La Corte de Mendoza cerró la disputa por pozos de agua en Agrelo y ratificó su clausura

El tribunal rechazó el reclamo de dos empresas que buscaban explotar perforaciones en la zona vitivinícola de Luján de Cuyo. El fallo respalda decisiones de Irrigación tomadas hace más de una década y sugiere una alternativa para los emprendimientos.

Después de más de diez años de litigio, la Suprema Corte de Justicia de Mendoza resolvió uno de los conflictos hídricos más sensibles vinculados al uso de aguas subterráneas en la zona de Agrelo, en Luján de Cuyo. El máximo tribunal provincial confirmó la legalidad de las decisiones adoptadas por el Departamento General de Irrigación (DGI) y ratificó el rechazo a las concesiones para explotar dos pozos, que deberán permanecer clausurados.

La sentencia fue adoptada por una amplia mayoría del pleno del tribunal. Acompañaron la posición el presidente de la Corte, Dalmiro Garay, junto con María Teresa Day, Julio Gómez, Norma Llatser, José Valerio y Omar Palermo. El único voto en disidencia fue el del ministro Mario Adaro, quien consideró que correspondía hacer lugar al planteo de las empresas demandantes.

El fallo avala lo resuelto en su momento por el Honorable Tribunal Administrativo (HTA) de Irrigación, que en 2013 había rechazado otorgar la concesión definitiva para los pozos identificados como 6/1814 y 6/1816. El organismo entendió entonces que los permisos iniciales para perforar se habían concedido de manera irregular en un área con fuertes restricciones sobre el uso del recurso hídrico.

El reclamo de las empresas

La causa judicial fue impulsada por Santa María de los Andes S.A. y Vitivinícola Bulnes S.A., que cuestionaron las resoluciones adoptadas por Irrigación.
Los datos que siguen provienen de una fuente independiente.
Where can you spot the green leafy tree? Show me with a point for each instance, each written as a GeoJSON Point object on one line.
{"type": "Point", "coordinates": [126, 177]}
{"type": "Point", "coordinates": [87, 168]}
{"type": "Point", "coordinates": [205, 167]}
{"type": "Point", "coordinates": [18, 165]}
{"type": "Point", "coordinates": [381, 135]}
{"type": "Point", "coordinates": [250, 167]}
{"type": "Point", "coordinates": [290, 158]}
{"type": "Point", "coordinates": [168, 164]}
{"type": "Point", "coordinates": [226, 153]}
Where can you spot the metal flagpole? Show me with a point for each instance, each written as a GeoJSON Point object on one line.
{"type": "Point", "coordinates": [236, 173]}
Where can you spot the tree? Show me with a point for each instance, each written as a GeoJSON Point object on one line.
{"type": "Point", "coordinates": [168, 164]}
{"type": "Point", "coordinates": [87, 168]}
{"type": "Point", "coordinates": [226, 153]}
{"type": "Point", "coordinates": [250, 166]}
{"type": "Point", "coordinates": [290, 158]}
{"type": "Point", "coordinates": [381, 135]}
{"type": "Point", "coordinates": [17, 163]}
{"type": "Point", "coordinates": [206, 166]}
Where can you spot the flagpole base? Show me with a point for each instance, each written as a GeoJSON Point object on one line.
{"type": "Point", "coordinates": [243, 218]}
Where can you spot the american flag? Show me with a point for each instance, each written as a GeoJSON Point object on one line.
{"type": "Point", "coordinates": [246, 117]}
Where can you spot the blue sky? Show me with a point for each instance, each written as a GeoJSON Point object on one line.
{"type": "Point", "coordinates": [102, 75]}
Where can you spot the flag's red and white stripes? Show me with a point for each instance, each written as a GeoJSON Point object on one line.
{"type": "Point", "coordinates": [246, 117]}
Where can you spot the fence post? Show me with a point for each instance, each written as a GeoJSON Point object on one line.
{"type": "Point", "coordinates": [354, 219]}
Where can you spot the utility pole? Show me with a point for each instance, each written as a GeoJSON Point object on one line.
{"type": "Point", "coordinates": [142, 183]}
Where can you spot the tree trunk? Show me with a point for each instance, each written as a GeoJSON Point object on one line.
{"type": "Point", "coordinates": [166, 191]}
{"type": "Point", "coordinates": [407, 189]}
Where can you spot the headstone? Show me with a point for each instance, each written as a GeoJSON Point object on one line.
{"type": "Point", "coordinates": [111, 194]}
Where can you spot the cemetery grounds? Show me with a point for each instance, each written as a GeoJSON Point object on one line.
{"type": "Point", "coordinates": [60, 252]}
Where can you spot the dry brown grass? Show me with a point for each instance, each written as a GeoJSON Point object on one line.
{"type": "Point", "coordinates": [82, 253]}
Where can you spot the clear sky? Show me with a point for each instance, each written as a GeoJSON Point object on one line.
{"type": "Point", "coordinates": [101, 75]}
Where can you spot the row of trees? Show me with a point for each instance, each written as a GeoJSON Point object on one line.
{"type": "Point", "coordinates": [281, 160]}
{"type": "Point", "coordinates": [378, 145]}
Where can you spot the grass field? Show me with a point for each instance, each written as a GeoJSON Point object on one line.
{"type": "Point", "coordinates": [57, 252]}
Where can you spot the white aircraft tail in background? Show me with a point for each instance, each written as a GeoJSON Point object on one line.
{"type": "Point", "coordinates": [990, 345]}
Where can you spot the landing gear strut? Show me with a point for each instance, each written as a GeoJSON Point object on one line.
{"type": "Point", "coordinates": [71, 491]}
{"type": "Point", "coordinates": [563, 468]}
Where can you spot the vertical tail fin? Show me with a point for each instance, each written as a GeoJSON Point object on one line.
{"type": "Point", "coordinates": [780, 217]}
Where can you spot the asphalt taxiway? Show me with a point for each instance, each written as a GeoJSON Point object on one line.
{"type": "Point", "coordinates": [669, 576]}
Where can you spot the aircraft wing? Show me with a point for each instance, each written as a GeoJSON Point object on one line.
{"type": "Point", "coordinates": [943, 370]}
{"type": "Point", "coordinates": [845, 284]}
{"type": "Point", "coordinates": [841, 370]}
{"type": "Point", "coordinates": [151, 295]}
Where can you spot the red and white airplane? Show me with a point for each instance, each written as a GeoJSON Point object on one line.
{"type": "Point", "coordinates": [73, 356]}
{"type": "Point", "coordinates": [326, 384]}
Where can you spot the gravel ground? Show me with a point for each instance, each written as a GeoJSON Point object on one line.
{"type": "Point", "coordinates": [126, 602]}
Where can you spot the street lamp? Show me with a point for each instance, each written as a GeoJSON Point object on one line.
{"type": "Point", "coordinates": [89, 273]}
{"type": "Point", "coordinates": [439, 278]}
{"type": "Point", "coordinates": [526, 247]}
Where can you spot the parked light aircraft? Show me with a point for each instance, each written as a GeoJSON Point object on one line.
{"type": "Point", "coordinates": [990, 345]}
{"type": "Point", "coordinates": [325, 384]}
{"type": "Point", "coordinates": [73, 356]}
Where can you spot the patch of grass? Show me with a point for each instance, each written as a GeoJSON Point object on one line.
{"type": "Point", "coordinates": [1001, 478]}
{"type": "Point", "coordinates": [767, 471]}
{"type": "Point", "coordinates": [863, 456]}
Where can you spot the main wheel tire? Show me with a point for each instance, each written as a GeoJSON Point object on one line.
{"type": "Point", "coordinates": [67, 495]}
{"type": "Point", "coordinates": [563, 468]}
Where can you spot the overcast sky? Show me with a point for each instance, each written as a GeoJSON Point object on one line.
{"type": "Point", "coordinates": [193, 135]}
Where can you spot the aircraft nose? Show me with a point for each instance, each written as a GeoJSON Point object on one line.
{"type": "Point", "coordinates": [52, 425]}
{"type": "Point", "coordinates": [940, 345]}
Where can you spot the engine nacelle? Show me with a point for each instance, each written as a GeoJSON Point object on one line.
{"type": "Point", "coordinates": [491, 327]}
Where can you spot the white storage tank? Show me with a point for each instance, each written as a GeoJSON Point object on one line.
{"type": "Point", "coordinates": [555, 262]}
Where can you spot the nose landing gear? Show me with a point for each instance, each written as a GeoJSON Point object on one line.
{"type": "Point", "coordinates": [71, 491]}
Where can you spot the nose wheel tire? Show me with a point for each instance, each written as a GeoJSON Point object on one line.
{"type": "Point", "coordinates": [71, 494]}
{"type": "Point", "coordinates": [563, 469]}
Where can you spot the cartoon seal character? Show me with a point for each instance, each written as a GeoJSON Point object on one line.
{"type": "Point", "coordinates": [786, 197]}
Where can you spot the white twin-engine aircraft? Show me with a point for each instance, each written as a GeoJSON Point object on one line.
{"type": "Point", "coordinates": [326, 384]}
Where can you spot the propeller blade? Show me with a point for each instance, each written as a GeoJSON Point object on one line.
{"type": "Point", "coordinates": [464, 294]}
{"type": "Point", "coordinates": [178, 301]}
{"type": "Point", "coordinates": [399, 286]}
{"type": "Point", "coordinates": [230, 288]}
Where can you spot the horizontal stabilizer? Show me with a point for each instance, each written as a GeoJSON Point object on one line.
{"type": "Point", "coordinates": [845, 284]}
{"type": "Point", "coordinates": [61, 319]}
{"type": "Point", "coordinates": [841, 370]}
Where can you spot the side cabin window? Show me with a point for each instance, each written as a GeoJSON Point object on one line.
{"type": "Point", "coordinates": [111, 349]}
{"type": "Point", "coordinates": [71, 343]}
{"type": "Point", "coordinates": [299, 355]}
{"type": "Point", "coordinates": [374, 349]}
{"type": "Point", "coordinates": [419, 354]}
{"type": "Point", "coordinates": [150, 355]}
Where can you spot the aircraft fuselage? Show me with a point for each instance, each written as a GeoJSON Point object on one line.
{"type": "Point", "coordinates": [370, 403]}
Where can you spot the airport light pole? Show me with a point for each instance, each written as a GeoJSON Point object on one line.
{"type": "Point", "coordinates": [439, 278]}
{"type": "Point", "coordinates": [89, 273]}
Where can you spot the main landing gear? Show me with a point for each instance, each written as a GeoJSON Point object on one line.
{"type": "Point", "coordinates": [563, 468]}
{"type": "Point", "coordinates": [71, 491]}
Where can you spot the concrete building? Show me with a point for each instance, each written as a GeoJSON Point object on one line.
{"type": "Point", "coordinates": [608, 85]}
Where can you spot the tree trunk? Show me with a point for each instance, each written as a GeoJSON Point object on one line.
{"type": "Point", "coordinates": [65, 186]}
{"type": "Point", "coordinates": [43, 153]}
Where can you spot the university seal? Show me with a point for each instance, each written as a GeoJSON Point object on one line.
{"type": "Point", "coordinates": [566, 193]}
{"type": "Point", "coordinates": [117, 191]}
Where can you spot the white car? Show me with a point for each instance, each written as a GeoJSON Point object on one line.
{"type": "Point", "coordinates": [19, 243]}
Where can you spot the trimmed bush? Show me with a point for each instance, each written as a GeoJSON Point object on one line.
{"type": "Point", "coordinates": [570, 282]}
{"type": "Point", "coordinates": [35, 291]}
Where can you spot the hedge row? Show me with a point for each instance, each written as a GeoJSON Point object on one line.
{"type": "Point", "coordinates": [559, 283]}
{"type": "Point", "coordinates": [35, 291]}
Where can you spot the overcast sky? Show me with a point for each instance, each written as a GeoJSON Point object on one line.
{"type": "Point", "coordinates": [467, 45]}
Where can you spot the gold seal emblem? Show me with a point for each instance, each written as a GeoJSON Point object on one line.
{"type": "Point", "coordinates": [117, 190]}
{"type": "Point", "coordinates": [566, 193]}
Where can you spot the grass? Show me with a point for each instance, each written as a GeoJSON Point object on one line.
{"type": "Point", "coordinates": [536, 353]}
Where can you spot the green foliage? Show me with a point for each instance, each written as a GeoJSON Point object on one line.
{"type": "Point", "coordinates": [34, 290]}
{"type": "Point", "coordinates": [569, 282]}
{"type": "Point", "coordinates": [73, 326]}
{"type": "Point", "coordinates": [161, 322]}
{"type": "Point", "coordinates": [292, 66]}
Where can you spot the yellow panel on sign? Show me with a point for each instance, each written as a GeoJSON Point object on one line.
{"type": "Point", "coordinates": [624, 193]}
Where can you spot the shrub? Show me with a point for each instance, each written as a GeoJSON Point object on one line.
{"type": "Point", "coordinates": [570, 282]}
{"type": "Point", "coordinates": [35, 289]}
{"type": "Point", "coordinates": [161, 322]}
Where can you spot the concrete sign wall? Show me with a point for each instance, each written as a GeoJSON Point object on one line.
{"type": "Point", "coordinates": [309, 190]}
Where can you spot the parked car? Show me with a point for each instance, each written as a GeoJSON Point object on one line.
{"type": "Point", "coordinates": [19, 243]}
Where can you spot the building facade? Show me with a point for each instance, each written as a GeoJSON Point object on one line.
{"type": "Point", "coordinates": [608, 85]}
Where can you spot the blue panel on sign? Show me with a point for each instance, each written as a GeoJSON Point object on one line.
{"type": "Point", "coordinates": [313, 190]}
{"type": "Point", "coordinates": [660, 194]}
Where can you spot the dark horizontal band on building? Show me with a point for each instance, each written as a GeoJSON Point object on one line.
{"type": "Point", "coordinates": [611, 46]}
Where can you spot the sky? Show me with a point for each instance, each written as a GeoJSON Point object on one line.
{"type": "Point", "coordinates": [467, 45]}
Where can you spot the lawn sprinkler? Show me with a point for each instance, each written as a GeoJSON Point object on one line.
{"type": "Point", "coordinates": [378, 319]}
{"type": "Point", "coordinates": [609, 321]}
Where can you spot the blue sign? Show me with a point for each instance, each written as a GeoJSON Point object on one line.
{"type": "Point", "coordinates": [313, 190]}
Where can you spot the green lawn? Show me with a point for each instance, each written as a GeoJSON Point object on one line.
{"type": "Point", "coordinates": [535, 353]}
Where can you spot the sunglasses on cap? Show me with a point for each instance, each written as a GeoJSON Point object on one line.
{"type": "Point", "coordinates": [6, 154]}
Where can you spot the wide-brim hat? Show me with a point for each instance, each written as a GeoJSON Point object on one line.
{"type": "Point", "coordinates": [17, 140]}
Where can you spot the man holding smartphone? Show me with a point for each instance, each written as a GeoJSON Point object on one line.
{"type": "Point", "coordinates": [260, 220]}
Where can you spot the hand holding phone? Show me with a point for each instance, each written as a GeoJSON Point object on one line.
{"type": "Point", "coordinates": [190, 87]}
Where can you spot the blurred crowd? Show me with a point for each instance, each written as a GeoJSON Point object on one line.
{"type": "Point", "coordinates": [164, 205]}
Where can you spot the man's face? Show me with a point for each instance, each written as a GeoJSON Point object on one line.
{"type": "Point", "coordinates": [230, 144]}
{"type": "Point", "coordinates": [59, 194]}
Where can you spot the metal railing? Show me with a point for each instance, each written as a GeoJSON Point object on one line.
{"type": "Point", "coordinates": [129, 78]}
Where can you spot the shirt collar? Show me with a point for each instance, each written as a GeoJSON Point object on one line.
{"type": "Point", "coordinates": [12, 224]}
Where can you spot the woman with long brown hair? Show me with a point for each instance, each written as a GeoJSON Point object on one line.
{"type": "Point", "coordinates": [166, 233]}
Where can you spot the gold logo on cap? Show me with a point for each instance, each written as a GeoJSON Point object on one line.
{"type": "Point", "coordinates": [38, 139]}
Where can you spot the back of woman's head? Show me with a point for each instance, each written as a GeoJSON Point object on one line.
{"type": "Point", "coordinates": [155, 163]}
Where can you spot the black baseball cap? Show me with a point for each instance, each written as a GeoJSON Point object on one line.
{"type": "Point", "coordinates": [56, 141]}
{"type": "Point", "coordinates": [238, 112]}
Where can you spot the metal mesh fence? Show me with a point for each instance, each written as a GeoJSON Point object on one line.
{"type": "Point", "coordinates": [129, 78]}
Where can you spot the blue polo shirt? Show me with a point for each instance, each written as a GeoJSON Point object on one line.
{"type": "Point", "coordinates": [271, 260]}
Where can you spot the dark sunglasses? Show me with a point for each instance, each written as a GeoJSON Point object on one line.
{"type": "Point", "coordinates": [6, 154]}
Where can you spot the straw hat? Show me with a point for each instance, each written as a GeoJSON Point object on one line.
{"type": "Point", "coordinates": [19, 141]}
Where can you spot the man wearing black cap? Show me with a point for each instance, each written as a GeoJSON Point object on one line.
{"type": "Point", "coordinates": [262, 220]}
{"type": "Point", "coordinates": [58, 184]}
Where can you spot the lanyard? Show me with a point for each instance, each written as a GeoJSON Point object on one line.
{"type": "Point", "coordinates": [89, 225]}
Las firmas sostenían que contaban con derechos adquiridos desde 2010 para avanzar con las perforaciones y reclamaban que se les otorgara el permiso definitivo para utilizar el agua subterránea.

Según su planteo, las empresas habían realizado inversiones y obras necesarias para poner en funcionamiento los pozos, por lo que consideraban que correspondía formalizar la concesión.

Desde Irrigación, en cambio, argumentaron que los permisos otorgados originalmente no respetaban el orden de prioridades establecido por la normativa hídrica vigente, lo que impedía avanzar hacia una concesión definitiva.

Una alternativa planteada por la Corte

Si bien la mayoría del tribunal convalidó la decisión del organismo que actualmente conduce Sergio Marinelli, cuatro ministros propusieron una salida alternativa para amortiguar el impacto económico sobre los proyectos vinculados a esos pozos.

En sus votos, Garay, Day, Gómez y Llatser señalaron que las empresas podrían solicitar un permiso precario para utilizar aguas superficiales, una opción que quedará sujeta a la eventual aceptación de las firmas involucradas.

Valerio y Palermo también rechazaron la demanda, aunque no acompañaron esa propuesta alternativa y consideraron que el caso debía resolverse exclusivamente mediante el pronunciamiento judicial.

Un conflicto con antecedentes políticos

El caso tiene su origen en uno de los episodios más polémicos relacionados con la gestión del agua durante el gobierno de Celso Jaque. Las autorizaciones iniciales para perforar en Agrelo fueron otorgadas por el entonces superintendente general de Irrigación, Eduardo Frigerio, en medio de cuestionamientos por la administración del recurso hídrico en un contexto de escasez.

Las críticas apuntaban a la entrega de permisos destinados a abastecer desarrollos inmobiliarios en una etapa marcada por restricciones en la disponibilidad de agua en la provincia.

Las denuncias derivaron en un proceso de Jury de Enjuiciamiento contra Frigerio y también alcanzaron a su asesor Jorge Villalón. En diciembre de 2011, ya durante la gestión de Francisco Pérez, el funcionario presentó su renuncia al frente del organismo mientras avanzaban las investigaciones.

Tras su salida, el nuevo titular de Irrigación, José Luis Álvarez, dispuso el cegado de los pozos en Agrelo por instrucción del Ejecutivo provincial. Esa decisión fue luego ratificada en 2013 por el Tribunal Administrativo del organismo y dio origen a la disputa judicial que, más de una década después, terminó resolviendo la Suprema Corte de Mendoza.